Korea und die verhafteten und unterdrückten indischen Liberalen und Mr. Ashleigh sind nichts anderes als Leute, die zufällig in einem großen Kampfe getroffen worden sind, und die nächste Pflicht des durchschnittlichen Kämpfers ist nicht etwa, die Untersuchung dieser Einzelfälle aufzugreifen, sondern weiter zu kämpfen um den Weltfrieden, der die Atmosphäre, aus der solche besonderen Ungerechtigkeiten entstehen, zur Unmöglichkeit machen wird.

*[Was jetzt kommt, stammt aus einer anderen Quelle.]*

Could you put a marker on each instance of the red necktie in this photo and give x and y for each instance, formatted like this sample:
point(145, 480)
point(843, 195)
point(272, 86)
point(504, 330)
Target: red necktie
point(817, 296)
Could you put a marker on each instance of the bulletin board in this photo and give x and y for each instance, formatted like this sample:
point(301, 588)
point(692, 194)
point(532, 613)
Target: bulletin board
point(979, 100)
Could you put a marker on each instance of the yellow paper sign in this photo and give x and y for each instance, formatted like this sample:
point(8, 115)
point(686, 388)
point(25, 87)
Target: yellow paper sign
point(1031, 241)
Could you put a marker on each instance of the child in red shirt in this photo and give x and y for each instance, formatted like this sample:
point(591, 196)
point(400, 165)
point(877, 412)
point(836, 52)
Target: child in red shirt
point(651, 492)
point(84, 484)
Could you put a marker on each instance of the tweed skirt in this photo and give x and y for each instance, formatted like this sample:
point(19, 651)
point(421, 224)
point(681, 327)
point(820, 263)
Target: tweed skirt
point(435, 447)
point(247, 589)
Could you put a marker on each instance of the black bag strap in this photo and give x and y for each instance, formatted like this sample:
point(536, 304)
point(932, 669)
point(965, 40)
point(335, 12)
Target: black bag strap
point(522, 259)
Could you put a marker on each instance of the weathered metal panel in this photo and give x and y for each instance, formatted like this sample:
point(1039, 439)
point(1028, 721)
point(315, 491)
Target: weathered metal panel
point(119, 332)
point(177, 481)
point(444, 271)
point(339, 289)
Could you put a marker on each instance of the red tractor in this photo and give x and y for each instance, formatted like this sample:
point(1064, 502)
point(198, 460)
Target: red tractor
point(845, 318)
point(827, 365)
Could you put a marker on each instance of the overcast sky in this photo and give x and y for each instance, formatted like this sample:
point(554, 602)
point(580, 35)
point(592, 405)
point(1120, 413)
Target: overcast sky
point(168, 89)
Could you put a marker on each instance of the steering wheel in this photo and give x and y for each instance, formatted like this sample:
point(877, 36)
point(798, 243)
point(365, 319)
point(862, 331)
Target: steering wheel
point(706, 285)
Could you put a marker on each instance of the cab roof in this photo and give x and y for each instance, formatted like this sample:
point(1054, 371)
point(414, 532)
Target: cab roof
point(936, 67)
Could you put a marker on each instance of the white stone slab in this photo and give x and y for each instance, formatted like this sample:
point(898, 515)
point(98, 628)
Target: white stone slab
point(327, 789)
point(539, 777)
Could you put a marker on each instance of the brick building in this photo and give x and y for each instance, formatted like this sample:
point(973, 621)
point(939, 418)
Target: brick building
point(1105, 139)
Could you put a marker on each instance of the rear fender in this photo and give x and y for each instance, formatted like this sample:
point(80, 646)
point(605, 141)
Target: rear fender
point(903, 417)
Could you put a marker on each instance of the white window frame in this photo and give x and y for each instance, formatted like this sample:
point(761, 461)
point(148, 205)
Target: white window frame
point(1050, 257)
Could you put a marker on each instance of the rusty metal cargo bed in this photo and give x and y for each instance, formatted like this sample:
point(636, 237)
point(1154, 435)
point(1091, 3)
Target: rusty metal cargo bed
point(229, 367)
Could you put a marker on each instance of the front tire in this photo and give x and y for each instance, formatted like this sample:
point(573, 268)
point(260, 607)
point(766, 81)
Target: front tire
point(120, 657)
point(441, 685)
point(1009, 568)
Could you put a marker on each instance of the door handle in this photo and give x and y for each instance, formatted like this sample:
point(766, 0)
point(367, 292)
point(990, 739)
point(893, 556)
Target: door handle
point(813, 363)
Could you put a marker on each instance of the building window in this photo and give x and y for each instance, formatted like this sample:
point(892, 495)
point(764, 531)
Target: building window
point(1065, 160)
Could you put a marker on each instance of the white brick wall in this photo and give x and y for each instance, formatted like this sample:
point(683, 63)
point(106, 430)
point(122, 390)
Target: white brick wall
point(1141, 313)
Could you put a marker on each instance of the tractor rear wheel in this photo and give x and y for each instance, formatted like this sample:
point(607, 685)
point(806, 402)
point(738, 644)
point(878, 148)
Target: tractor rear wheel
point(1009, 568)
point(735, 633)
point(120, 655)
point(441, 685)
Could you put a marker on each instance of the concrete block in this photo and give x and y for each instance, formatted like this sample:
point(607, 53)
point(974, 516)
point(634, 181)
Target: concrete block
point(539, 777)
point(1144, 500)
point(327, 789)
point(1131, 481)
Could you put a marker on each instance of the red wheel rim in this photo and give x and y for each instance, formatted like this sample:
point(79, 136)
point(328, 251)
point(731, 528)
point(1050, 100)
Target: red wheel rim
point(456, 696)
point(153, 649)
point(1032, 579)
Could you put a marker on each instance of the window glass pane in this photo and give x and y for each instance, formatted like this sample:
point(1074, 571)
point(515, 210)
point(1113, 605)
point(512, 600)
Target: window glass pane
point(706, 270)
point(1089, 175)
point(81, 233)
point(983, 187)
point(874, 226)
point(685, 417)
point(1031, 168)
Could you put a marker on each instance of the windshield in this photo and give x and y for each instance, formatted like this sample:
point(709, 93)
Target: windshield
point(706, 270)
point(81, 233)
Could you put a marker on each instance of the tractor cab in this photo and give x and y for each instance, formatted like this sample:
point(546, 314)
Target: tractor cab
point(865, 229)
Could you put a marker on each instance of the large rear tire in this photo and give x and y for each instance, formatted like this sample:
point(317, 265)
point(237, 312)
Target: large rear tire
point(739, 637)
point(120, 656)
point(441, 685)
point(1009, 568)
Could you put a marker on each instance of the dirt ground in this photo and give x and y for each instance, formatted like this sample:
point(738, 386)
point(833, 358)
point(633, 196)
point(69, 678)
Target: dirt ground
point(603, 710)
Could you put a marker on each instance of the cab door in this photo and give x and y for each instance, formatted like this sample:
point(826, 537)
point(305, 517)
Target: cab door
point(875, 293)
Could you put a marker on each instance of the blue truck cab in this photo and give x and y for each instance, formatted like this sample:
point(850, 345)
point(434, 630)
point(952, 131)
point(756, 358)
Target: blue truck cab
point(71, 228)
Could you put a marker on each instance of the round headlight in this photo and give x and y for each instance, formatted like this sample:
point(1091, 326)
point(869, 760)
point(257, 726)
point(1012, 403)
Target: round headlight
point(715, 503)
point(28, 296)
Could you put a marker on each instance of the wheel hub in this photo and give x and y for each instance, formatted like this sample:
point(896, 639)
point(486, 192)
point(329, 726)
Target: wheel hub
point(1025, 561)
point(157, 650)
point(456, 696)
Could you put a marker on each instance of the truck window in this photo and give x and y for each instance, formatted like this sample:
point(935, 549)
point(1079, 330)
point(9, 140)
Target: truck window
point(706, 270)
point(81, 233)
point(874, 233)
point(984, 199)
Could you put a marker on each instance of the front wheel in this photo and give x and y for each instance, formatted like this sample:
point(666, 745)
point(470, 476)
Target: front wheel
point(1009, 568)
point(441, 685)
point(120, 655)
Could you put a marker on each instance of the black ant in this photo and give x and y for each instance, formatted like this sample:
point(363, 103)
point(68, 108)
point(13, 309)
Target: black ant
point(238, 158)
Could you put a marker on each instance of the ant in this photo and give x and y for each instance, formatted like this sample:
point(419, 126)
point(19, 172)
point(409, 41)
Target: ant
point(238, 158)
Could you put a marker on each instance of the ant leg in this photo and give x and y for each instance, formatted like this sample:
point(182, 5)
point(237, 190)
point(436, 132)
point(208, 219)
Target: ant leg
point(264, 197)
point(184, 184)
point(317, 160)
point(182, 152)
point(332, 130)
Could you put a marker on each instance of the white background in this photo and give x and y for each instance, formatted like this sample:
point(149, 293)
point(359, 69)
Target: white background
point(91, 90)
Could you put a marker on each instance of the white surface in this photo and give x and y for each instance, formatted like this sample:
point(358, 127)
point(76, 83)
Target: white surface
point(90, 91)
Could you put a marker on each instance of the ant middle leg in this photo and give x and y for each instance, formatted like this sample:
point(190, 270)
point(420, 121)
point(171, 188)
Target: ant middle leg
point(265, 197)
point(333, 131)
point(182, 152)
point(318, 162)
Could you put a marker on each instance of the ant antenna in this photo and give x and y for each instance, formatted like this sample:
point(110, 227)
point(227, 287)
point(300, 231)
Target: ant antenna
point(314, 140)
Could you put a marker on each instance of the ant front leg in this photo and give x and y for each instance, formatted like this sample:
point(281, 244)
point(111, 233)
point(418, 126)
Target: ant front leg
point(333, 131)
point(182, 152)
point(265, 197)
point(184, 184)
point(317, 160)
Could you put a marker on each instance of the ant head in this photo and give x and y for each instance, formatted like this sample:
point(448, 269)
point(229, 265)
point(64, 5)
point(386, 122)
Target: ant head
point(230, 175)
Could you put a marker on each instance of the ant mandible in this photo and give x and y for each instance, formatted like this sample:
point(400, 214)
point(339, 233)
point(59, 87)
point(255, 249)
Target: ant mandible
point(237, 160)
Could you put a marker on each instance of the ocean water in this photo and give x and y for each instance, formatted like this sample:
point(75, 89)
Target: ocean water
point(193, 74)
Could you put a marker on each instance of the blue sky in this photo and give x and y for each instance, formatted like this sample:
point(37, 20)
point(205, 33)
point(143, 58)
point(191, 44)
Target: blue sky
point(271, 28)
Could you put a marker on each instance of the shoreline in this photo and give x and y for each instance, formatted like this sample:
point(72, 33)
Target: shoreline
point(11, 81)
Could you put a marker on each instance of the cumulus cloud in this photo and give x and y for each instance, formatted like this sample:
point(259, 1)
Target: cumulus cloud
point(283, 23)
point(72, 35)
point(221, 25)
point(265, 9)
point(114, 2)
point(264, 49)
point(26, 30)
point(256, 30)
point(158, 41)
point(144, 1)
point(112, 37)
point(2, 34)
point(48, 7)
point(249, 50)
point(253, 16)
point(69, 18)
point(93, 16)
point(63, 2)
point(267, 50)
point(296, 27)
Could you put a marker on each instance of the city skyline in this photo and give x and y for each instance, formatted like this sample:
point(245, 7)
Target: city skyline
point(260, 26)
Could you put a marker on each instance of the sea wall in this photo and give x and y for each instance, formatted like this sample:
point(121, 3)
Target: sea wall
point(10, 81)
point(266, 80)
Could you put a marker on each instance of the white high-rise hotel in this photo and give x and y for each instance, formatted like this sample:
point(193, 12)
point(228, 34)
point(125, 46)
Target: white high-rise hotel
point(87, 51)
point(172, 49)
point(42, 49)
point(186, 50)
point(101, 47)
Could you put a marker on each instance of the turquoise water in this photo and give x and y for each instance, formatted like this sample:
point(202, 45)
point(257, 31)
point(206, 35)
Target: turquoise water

Japan macht den Versuch, Korea zu vernichten und es sich einzuverleiben, weil Japan größer und stärker werden will, und es will größer und stärker werden aus Angst vor Krieg und Demütigung. Aus dem gleichen Grunde hält Britannien Indien nieder und zögert, Irland loszulassen; wenn es losläßt, so wird vielleicht ein anderer zugreifen und es sich zunutze machen; und auch Amerika unterdrückt den Gegner der allgemeinen Wehrpflicht nur, weil er sonst bei der Führung des nächsten Krieges hinderlich werden könnte.
Bei der gegenwärtigen Konferenz werden die liberalen Kräfte der Welt vielleicht imstande sein, einen Präzedenzfall zu schaffen, welcher eine sofortige Rückwirkung auf Korea und China haben würde, und solche Friedensaussichten zu eröffnen, daß die Befreiung der Herren Debs und Ashleigh unvermeidlich sein wird. Das kann aber nur geschehen, wenn wir die Hauptaufgaben der Konferenz fest im Auge behalten und die Dinge jetzt nicht in Verwirrung bringen, indem wir uns zuviel mit Korea oder Indien oder dem Fall Debs beschäftigen.
Der Präzedenzfall, welcher durch die Konferenz geschaffen werden kann, ist die Befreiung Chinas, und zwar nicht nur von neuen auswärtigen Angriffen, sondern von der bestehenden Fremdherrschaft, jetzt, da China militärisch machtlos und politisch in Unordnung ist. Die Aufstellung eines derartigen Präzedenzfalles ist von höchster Wichtigkeit für alle Menschen.
Wenn die Konferenz dazu gelangt, wenn es ihr gelingt, den Grundsatz aufzustellen, daß ein asiatisches Volk das Recht hat, sein eigenes Schicksal zu bestimmen und beschützt zu werden, während es seine Angelegenheiten in Ordnung bringt, trotzdem es dieses Recht nicht wirksam verteidigen kann, so wird sie tatsächlich einen sehr großen Schritt vorwärts getan haben, der nicht nur zum Weltfrieden, sondern zu einer allgemeinen Befreiung der asiatischen, unter Vormundschaft gehaltenen Völker führt.
Es ist so wichtig für die Menschheit, daß dieser Schritt vorwärts getan werde, daß ich jede Energieabgabe an kleinere Ungerechtigkeiten, mögen diese auch noch so schreiend sein, oder irgendeine Komplikation der Zwecke durchaus mißbillige.
Was die Konferenz anbelangt, so bin ich überzeugt, daß »Haltet fest an der Freiheit Chinas« die Parole aller liberal Denkenden ist.
Nach dem Grade, bis zu welchem China befreit und sichergestellt wird, soll man später die Konferenz einschätzen.
Sogar das große Problem von Indien kann dieses Ziel nicht verdunkeln.